THE STORIES BEHIND THE SONGS
Accept
I’m A Rebel
How the German heavy metallers took a glam-rock-tinged stomper – a long-lost early AC/DC track written by Malcolm and Angus’s brother Alex – and made it their own.
Words: Dave Everley
WOLF’S PACK STILL HUNTING
Wolf Hoffmann is the only member of Accept’s classic 80s line-up left in the band. “I never expected to be the last man standing,” he says. “It feels weird, but that’s the way it is.”

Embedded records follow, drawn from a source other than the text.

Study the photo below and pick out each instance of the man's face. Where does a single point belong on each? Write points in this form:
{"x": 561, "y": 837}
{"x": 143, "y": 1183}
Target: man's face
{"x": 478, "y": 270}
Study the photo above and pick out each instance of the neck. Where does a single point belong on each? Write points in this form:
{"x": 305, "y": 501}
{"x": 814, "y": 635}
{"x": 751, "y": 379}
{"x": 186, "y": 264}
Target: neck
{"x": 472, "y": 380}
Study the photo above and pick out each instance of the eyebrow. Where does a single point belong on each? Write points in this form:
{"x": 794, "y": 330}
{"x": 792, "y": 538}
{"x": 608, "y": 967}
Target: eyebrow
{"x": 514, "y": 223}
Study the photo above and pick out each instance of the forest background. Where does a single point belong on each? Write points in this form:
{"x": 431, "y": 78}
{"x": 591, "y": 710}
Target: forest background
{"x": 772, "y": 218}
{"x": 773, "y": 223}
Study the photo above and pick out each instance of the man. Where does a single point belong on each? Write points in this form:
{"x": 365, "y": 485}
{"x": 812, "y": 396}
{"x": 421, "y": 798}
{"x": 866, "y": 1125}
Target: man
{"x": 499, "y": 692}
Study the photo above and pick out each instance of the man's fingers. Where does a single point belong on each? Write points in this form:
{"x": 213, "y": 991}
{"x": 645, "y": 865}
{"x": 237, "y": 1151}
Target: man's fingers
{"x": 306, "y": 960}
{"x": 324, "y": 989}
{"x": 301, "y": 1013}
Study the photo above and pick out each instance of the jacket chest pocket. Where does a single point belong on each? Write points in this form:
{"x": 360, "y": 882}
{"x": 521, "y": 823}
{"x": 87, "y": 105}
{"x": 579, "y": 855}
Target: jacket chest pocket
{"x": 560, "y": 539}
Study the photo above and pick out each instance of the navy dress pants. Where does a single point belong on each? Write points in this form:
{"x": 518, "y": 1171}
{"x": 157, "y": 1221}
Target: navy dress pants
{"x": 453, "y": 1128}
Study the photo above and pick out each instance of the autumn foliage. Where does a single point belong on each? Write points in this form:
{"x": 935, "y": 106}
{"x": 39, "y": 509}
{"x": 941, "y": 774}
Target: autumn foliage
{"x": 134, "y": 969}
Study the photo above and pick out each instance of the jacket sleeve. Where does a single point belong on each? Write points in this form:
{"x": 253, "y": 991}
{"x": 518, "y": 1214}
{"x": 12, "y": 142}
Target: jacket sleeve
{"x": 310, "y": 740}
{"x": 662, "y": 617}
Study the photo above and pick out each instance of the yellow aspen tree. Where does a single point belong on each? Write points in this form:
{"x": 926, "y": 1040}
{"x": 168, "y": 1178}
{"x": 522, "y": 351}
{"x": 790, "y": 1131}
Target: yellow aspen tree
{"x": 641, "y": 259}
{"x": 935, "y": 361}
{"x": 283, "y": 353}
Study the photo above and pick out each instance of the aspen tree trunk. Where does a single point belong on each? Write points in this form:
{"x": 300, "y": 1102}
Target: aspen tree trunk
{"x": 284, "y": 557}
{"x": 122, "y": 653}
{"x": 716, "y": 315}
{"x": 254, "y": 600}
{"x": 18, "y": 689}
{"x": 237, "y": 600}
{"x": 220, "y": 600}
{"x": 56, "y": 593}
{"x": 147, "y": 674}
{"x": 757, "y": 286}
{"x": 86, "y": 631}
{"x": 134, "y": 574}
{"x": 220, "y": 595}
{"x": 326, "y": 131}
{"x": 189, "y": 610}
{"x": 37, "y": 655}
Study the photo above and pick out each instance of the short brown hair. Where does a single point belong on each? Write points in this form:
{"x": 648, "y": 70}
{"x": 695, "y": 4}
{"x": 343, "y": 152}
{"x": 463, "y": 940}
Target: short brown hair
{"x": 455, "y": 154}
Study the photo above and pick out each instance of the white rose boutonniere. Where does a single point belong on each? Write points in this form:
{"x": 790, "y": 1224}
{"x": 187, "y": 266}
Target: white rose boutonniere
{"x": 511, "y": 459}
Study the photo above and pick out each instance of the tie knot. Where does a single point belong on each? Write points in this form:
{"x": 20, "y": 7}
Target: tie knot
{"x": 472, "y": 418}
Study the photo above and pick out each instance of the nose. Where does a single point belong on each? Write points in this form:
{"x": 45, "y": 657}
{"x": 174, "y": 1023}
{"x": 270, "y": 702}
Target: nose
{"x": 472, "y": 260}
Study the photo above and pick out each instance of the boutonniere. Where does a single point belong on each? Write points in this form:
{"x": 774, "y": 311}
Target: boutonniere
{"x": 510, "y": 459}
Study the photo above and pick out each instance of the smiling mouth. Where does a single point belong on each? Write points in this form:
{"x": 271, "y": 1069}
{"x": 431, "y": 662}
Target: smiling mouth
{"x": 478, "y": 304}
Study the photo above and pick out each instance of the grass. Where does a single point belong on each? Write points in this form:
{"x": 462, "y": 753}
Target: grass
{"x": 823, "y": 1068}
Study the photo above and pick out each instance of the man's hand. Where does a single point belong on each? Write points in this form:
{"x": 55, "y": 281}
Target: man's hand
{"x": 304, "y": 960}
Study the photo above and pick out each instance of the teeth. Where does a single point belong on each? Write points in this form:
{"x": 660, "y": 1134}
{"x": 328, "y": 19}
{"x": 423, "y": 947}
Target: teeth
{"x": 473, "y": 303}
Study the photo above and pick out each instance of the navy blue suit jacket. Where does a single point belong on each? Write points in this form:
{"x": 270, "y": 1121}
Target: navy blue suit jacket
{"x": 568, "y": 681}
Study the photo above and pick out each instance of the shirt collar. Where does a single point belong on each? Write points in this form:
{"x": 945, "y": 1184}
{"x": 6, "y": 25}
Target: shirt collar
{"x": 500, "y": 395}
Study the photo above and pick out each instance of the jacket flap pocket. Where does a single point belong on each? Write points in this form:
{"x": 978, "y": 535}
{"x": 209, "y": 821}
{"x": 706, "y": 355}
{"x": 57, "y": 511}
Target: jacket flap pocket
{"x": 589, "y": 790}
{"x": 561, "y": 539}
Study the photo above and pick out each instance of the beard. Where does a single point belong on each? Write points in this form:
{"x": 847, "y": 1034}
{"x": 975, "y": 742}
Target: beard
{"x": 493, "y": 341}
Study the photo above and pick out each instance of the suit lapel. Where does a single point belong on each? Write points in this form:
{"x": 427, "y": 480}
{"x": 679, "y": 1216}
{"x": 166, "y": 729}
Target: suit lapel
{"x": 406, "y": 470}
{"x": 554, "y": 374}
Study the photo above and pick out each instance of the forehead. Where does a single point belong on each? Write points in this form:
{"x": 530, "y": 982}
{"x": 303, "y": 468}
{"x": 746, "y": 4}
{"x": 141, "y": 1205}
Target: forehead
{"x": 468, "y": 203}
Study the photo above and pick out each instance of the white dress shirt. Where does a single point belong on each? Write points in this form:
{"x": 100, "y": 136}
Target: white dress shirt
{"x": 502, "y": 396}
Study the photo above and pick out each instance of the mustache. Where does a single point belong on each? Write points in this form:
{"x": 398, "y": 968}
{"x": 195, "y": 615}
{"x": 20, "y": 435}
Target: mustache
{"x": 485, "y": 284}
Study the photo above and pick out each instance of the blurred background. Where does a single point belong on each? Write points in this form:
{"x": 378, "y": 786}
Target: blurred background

The band’s new album, Too Mean To Die, is their fifth with singer Mark Tornillo, who replaced original squawker Udo Dirkschneider when Accept reunited in 2009. It was recorded partly before the pandemic, and finished remotely.
“It could go either way,” is Hoffmann’s expectation. “We’re not touring, so it could hurt it. On the other hand, people are stuck at home and they’re desperate for some fresh heavy metal.”
As 1979 drew to a close, Accept were in need of a hit. The scrappers from the then West German city of Solingen dreamed of following in the footsteps of fellow countrymen the Scorpions and busting their hi-octane metal beyond the boundaries of their home country. The problem was that their self-titled debut album, released earlier that year, had fallen on deaf ears.